Valentino described her younger sister as an easy going and bright woman who was full of life. Right before she went missing, Foy had landed a job as an assistant manager at a local hotel. Her sister said Foy was the type of woman who could get along with anyone.
“She just had a way with people,” Valentino said. “She could connect with people. If you had just met her and came up talking to her … she just had a way that you felt you had always known her.”
Several leads in the case have developed over the last 10 years, Odham said. Some have led detectives to one suspect, 55-year-old Timothy C. Iaonne, a former Wilmington taxi driver who is currently serving time in prison for multiple felony convictions. Dozens of other suspects in the case — even some nationally identified serial killers — have been ruled out during the course of the investigation.

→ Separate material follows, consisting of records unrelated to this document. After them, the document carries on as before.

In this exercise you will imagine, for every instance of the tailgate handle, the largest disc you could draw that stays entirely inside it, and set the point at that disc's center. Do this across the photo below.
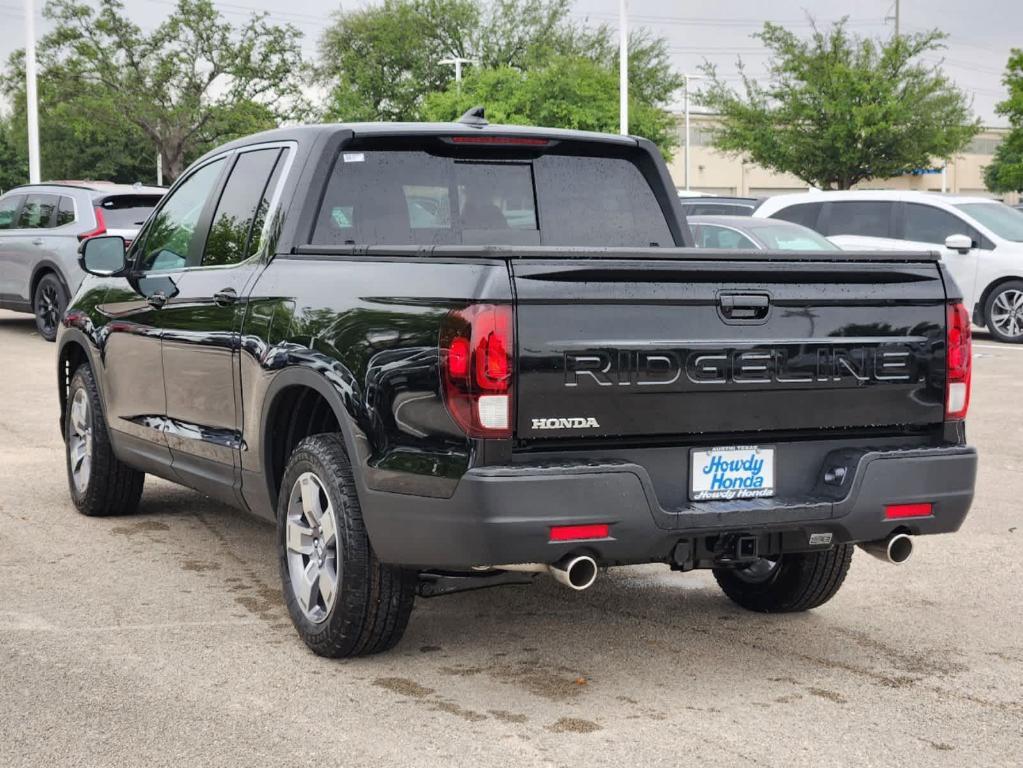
(744, 307)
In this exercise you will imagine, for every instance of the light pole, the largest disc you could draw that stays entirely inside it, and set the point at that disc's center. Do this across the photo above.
(457, 61)
(685, 100)
(32, 103)
(623, 68)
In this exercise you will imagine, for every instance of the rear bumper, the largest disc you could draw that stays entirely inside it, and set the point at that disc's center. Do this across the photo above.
(503, 514)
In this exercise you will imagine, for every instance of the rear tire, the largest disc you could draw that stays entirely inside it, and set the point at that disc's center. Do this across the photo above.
(1004, 312)
(792, 583)
(48, 303)
(342, 599)
(99, 483)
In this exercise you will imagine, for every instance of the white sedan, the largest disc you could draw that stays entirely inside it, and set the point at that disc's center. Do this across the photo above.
(980, 240)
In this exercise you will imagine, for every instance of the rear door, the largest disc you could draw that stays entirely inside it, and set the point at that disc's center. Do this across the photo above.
(201, 327)
(136, 403)
(10, 205)
(35, 240)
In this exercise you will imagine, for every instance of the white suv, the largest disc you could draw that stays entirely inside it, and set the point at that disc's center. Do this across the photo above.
(980, 240)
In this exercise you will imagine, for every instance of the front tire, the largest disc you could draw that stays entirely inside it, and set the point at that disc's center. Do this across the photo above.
(48, 303)
(100, 484)
(343, 601)
(789, 583)
(1004, 312)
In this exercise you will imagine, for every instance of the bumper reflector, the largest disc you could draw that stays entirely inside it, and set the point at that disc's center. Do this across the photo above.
(577, 533)
(893, 511)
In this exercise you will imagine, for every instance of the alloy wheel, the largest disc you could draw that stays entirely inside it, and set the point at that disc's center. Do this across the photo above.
(48, 308)
(1007, 312)
(312, 547)
(80, 440)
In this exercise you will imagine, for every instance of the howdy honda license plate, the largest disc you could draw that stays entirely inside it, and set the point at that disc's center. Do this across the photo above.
(732, 472)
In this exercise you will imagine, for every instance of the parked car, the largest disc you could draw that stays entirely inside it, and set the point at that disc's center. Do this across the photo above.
(451, 356)
(980, 240)
(745, 232)
(41, 227)
(715, 206)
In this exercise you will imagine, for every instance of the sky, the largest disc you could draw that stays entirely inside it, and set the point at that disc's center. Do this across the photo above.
(981, 32)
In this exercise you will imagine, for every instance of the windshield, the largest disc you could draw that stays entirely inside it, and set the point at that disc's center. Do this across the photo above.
(781, 237)
(1004, 221)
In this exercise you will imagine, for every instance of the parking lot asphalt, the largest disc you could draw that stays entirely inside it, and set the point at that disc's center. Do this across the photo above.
(161, 639)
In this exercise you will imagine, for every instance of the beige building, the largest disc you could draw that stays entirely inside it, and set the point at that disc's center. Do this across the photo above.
(714, 172)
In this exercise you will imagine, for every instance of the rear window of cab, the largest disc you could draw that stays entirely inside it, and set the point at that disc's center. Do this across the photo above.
(401, 196)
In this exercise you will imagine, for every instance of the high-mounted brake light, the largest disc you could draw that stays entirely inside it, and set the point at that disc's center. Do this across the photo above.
(100, 226)
(959, 362)
(477, 346)
(499, 140)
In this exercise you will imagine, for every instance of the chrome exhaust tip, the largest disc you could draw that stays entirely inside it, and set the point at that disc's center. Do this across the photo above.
(895, 549)
(577, 573)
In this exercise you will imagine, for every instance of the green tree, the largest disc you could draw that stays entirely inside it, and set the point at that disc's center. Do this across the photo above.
(379, 61)
(569, 91)
(72, 145)
(839, 108)
(13, 170)
(1005, 174)
(384, 63)
(193, 82)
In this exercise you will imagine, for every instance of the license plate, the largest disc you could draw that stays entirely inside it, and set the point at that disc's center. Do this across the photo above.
(731, 472)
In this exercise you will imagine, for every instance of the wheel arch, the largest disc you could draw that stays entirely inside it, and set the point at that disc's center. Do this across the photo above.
(300, 403)
(44, 267)
(73, 352)
(980, 309)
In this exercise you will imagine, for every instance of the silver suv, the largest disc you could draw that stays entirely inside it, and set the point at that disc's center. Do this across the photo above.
(41, 227)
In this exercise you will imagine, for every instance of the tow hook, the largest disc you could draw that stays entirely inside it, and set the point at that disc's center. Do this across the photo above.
(738, 548)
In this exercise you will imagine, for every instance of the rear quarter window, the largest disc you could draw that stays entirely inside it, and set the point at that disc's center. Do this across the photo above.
(127, 211)
(806, 214)
(864, 218)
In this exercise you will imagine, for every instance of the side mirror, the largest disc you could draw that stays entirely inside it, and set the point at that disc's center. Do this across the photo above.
(960, 242)
(104, 256)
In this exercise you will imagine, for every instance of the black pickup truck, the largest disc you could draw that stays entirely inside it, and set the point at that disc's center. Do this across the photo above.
(445, 357)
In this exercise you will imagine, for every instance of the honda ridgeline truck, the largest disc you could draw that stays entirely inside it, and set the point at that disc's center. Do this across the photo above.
(451, 356)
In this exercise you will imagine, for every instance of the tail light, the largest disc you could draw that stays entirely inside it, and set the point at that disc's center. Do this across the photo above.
(100, 226)
(959, 362)
(477, 347)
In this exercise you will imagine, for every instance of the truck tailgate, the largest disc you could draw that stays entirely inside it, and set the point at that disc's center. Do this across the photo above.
(636, 347)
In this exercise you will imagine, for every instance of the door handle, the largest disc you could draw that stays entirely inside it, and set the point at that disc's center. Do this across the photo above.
(744, 307)
(225, 297)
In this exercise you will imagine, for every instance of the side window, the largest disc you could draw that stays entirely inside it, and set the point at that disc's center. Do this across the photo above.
(65, 211)
(38, 212)
(713, 236)
(806, 214)
(239, 208)
(8, 210)
(866, 218)
(172, 234)
(929, 224)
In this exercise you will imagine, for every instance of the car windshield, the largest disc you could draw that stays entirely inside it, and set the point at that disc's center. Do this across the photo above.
(997, 217)
(782, 237)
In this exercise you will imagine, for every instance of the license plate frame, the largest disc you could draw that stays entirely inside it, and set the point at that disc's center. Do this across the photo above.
(727, 484)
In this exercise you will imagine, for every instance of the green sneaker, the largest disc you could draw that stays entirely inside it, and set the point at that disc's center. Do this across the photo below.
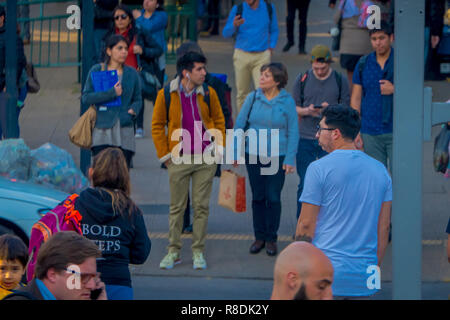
(199, 262)
(171, 259)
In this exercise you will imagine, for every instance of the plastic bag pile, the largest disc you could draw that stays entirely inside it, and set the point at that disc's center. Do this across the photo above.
(47, 165)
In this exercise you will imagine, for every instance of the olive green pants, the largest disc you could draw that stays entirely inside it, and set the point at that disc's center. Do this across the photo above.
(180, 176)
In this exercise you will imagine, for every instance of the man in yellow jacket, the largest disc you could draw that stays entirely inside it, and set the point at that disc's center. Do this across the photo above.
(189, 149)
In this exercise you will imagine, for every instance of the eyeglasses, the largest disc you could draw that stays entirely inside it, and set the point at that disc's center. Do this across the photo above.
(319, 128)
(121, 16)
(85, 277)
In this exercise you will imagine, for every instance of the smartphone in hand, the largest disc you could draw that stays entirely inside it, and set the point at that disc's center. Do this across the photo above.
(96, 293)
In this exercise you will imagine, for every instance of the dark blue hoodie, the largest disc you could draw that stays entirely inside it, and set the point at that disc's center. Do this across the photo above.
(121, 238)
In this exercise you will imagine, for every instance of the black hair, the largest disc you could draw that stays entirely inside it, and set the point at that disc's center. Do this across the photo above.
(344, 118)
(384, 27)
(129, 13)
(279, 73)
(12, 248)
(161, 5)
(111, 42)
(187, 61)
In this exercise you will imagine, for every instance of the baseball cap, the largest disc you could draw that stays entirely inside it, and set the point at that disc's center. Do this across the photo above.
(321, 53)
(189, 46)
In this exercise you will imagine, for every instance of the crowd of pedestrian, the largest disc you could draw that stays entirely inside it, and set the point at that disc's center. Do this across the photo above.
(334, 130)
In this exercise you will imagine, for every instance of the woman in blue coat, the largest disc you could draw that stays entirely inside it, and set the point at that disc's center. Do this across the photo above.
(269, 109)
(114, 126)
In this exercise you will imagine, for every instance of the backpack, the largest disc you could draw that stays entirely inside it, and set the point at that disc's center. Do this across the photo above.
(167, 99)
(63, 217)
(304, 78)
(240, 10)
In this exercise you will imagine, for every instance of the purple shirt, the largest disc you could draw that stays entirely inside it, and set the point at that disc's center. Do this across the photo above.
(192, 124)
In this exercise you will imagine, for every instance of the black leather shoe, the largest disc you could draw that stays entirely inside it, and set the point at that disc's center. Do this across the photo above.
(257, 246)
(287, 47)
(271, 248)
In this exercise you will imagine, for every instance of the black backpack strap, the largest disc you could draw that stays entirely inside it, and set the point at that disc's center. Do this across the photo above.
(303, 78)
(250, 110)
(362, 64)
(207, 97)
(339, 83)
(167, 100)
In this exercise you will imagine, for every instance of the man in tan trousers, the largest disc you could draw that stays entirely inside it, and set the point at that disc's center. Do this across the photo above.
(254, 25)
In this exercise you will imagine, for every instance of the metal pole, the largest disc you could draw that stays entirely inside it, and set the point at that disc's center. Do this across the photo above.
(87, 20)
(408, 149)
(193, 21)
(12, 128)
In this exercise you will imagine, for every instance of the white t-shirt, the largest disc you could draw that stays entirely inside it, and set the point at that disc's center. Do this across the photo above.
(350, 187)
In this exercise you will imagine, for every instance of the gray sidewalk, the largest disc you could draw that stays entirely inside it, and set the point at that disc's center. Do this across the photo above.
(49, 115)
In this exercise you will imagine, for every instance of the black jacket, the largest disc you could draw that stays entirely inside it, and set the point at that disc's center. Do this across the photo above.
(122, 240)
(103, 10)
(30, 292)
(21, 59)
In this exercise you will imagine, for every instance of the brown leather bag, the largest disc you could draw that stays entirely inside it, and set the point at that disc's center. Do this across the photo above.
(81, 132)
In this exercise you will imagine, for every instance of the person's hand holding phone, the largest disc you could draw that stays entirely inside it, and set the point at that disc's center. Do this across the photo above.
(118, 88)
(137, 49)
(313, 111)
(238, 21)
(386, 87)
(99, 293)
(288, 169)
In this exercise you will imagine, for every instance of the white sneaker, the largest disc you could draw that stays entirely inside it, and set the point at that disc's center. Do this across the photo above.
(199, 262)
(170, 260)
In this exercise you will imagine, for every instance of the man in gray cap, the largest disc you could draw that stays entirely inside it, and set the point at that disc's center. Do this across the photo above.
(313, 91)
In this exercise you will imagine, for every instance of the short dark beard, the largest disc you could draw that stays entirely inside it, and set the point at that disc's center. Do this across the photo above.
(301, 293)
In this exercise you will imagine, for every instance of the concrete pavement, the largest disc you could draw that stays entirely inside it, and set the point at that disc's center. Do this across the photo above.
(49, 115)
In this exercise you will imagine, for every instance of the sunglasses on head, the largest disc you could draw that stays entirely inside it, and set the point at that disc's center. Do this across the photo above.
(121, 16)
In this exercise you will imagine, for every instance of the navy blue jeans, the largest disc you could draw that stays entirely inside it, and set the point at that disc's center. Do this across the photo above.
(266, 199)
(308, 151)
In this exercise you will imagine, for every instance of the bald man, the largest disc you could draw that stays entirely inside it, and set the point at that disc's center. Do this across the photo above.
(302, 272)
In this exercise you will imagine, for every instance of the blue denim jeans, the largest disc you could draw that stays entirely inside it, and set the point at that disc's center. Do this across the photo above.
(307, 152)
(266, 199)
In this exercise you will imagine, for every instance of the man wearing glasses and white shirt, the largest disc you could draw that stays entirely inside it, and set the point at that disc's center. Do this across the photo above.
(346, 205)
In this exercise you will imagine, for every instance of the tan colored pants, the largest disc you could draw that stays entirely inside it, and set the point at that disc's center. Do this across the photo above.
(247, 66)
(180, 177)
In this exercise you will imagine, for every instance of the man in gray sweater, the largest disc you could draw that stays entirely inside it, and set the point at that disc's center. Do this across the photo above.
(313, 91)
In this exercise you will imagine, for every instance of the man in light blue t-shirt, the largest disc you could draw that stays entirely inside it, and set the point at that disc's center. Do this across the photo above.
(346, 206)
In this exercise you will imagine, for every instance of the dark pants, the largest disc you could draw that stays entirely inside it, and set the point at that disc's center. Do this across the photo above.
(307, 152)
(302, 7)
(3, 109)
(266, 202)
(126, 153)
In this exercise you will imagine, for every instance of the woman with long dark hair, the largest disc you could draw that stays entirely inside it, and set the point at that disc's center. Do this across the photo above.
(143, 51)
(269, 110)
(113, 221)
(114, 126)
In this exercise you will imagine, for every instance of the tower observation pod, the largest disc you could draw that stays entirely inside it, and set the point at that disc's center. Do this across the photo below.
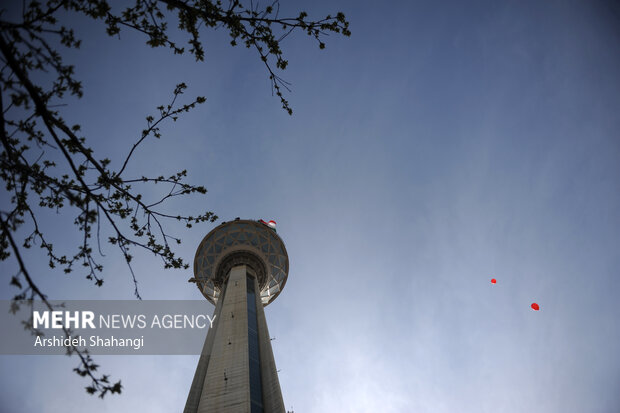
(241, 266)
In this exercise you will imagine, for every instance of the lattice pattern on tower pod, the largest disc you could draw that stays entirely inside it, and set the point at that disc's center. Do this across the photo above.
(237, 237)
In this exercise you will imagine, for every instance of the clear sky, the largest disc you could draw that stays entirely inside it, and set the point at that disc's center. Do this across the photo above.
(442, 145)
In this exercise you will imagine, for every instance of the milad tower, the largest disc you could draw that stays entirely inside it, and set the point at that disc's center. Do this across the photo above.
(241, 266)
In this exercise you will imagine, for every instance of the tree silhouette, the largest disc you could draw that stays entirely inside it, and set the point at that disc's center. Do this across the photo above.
(47, 164)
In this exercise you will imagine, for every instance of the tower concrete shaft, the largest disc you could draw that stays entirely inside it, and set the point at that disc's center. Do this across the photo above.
(236, 371)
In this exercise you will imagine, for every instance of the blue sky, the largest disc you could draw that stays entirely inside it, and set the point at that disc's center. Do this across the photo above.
(441, 145)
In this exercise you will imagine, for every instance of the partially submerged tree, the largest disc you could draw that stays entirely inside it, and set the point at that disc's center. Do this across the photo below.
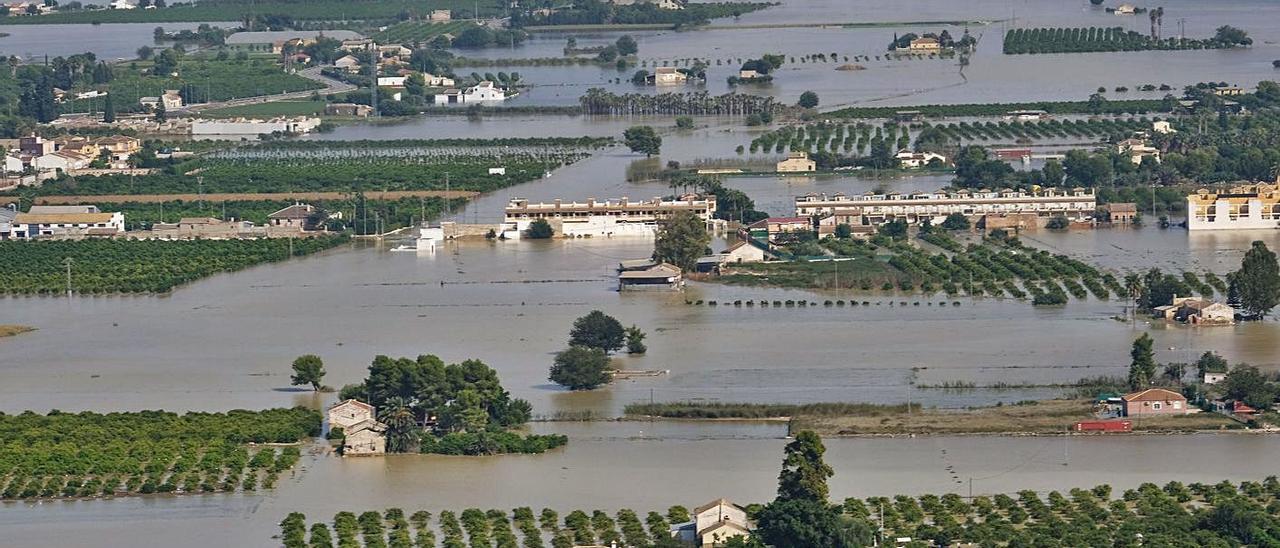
(681, 240)
(580, 368)
(597, 330)
(307, 369)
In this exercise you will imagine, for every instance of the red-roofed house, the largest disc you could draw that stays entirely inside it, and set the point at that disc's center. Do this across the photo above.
(1153, 401)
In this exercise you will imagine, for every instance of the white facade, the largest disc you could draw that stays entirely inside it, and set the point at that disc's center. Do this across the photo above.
(483, 91)
(618, 218)
(252, 127)
(30, 225)
(1077, 204)
(1240, 208)
(914, 160)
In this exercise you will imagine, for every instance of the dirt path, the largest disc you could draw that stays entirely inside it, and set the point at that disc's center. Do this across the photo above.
(273, 196)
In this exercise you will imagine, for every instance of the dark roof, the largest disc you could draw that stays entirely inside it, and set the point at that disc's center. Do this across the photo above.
(293, 211)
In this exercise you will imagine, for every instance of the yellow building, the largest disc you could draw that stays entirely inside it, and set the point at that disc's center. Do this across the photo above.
(1247, 206)
(798, 163)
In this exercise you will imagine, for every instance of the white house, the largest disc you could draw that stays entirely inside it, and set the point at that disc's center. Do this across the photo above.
(484, 91)
(713, 524)
(391, 81)
(64, 160)
(914, 160)
(668, 76)
(348, 412)
(347, 63)
(46, 223)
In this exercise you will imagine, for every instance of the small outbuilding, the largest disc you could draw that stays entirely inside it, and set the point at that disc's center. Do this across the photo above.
(1153, 401)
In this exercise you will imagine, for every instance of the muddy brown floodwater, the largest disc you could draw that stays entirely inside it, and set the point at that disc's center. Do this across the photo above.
(225, 342)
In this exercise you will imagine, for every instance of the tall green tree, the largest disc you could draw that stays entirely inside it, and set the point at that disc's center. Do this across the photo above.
(402, 429)
(804, 473)
(681, 240)
(643, 138)
(109, 109)
(1258, 281)
(635, 341)
(580, 368)
(597, 330)
(1142, 365)
(307, 369)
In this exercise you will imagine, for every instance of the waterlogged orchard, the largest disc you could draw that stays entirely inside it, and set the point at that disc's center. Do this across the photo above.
(350, 165)
(479, 528)
(995, 268)
(100, 266)
(94, 455)
(1219, 515)
(846, 138)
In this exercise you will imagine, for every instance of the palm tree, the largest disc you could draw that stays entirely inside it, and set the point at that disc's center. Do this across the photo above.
(1133, 284)
(402, 430)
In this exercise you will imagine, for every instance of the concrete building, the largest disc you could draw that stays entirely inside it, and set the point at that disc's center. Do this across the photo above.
(915, 160)
(347, 109)
(292, 217)
(1153, 401)
(261, 40)
(1198, 311)
(796, 163)
(777, 229)
(51, 223)
(1248, 206)
(668, 76)
(657, 277)
(713, 524)
(606, 218)
(364, 438)
(924, 45)
(1120, 213)
(350, 412)
(347, 63)
(872, 209)
(1137, 150)
(252, 126)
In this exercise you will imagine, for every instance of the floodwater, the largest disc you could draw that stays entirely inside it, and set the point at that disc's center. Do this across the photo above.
(225, 342)
(602, 474)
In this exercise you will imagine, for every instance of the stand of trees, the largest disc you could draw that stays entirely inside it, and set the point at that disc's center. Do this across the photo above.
(457, 409)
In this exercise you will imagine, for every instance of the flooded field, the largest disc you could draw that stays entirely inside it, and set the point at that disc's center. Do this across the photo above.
(227, 342)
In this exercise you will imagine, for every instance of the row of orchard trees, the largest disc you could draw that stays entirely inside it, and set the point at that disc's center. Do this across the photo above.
(101, 266)
(92, 455)
(1059, 40)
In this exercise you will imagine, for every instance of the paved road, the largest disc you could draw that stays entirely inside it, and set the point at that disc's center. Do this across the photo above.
(332, 86)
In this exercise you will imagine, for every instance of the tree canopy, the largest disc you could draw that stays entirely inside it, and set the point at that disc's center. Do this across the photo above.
(643, 138)
(307, 369)
(580, 368)
(597, 330)
(1258, 281)
(681, 240)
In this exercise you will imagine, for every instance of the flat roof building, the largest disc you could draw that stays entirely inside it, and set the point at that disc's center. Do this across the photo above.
(1247, 206)
(1077, 204)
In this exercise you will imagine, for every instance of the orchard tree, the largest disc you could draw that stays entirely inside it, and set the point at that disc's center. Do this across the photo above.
(307, 369)
(643, 138)
(1258, 281)
(580, 368)
(804, 473)
(681, 240)
(597, 330)
(808, 100)
(635, 341)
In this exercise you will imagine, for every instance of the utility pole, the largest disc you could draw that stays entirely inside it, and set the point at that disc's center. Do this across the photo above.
(68, 263)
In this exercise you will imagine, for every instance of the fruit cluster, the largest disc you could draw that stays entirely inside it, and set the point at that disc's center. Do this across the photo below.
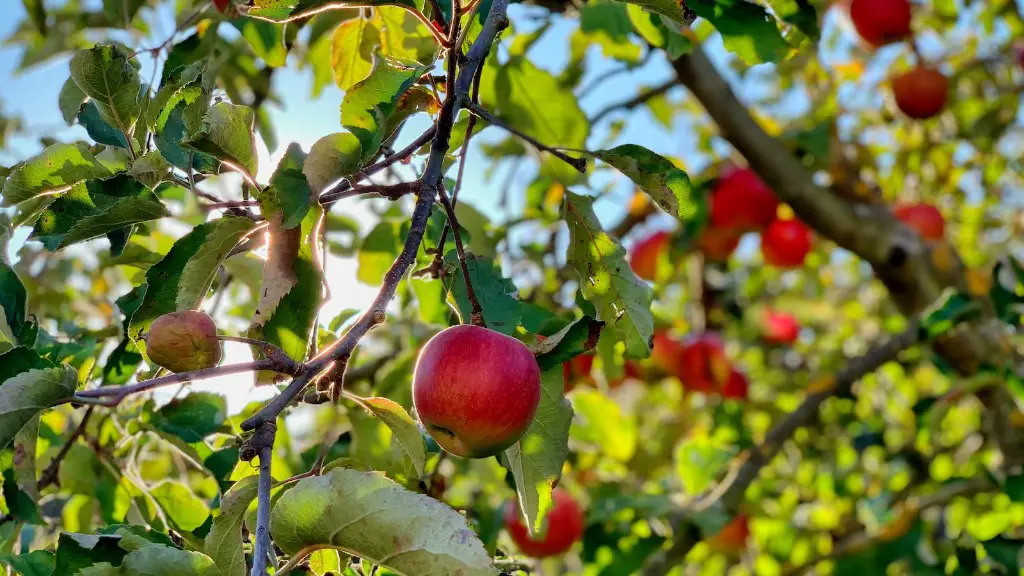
(921, 92)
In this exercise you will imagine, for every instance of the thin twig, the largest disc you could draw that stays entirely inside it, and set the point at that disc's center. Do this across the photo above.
(579, 163)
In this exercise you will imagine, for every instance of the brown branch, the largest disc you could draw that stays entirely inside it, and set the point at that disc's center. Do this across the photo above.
(579, 163)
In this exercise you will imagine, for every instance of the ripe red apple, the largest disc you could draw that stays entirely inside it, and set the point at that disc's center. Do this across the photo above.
(702, 365)
(742, 201)
(923, 218)
(475, 389)
(564, 525)
(646, 254)
(779, 328)
(785, 244)
(577, 369)
(732, 538)
(718, 244)
(737, 386)
(182, 341)
(881, 22)
(922, 92)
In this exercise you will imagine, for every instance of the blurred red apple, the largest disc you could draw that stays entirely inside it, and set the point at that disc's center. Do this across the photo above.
(881, 22)
(646, 254)
(564, 525)
(785, 244)
(922, 92)
(923, 218)
(475, 389)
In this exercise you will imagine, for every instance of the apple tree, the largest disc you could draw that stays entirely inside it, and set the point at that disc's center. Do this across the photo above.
(749, 301)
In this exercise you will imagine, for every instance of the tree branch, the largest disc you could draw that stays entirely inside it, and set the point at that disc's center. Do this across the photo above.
(579, 163)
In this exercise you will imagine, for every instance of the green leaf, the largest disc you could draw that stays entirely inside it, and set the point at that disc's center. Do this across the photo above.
(370, 103)
(407, 434)
(536, 461)
(352, 51)
(227, 135)
(289, 192)
(375, 519)
(748, 30)
(660, 179)
(534, 101)
(497, 294)
(12, 298)
(36, 563)
(71, 99)
(93, 208)
(579, 337)
(192, 418)
(378, 251)
(56, 169)
(287, 10)
(181, 279)
(331, 159)
(265, 38)
(105, 75)
(600, 422)
(623, 300)
(28, 387)
(185, 509)
(223, 543)
(293, 287)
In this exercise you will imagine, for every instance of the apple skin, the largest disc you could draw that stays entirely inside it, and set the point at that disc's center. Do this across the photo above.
(564, 527)
(785, 244)
(732, 538)
(742, 201)
(475, 389)
(921, 93)
(923, 218)
(578, 369)
(183, 341)
(779, 328)
(702, 365)
(881, 22)
(646, 252)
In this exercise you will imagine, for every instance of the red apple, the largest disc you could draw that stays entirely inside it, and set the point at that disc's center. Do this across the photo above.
(881, 22)
(779, 328)
(736, 386)
(741, 201)
(564, 525)
(475, 389)
(577, 369)
(732, 538)
(923, 218)
(702, 365)
(646, 254)
(922, 92)
(785, 244)
(718, 244)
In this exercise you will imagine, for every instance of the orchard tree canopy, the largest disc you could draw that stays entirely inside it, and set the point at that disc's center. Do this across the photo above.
(594, 287)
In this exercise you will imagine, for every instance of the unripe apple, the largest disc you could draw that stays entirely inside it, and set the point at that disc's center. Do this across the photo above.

While Iaonne is a suspect in the case, Odham said he has not been charged. As detectives approach the 10-year mark on the case, Odham said some “new developments” in the case have taken place in the past 18 months.
“A review of the case is being conducted by prosecutors to evaluate if there is enough evidence in the case to meet the threshold of probable cause to make an arrest, and get this case in court,” Odham said.
Valentino said she and the rest of her family are looking forward to their day in court.
“We need our day in court. I can’t wait for the day I can look at the person who did this in the eye and tell him how he changed the course of our families’ life,” Valentino said. “That’s what I’ll keep fighting for. She deserves that.”
Valenino said the entire Wilmington community has been supportive over the last 10 years. She still believes there may be something more that could aid in bringing about charges in the case.
“Even though its 10 years later I still have a feeling that someone saw something or knows something that they have not shared … they may know something that could help them go to trial,” Valentino said.
But until that time, Valentino hopes the community will continue to support Foy by participating in a random act of kindness in her memory this year. It can include anything from as small as holding the door open for someone to an anonymous donation to charity in Foy’s memory.
“You don’t have to know Allison to participate,” Valenino said. “Do something in her name that’s good.”
Valentino said the family doesn’t want Rothen’s death to be overlooked. The kindness is extended for her memory as well, she said.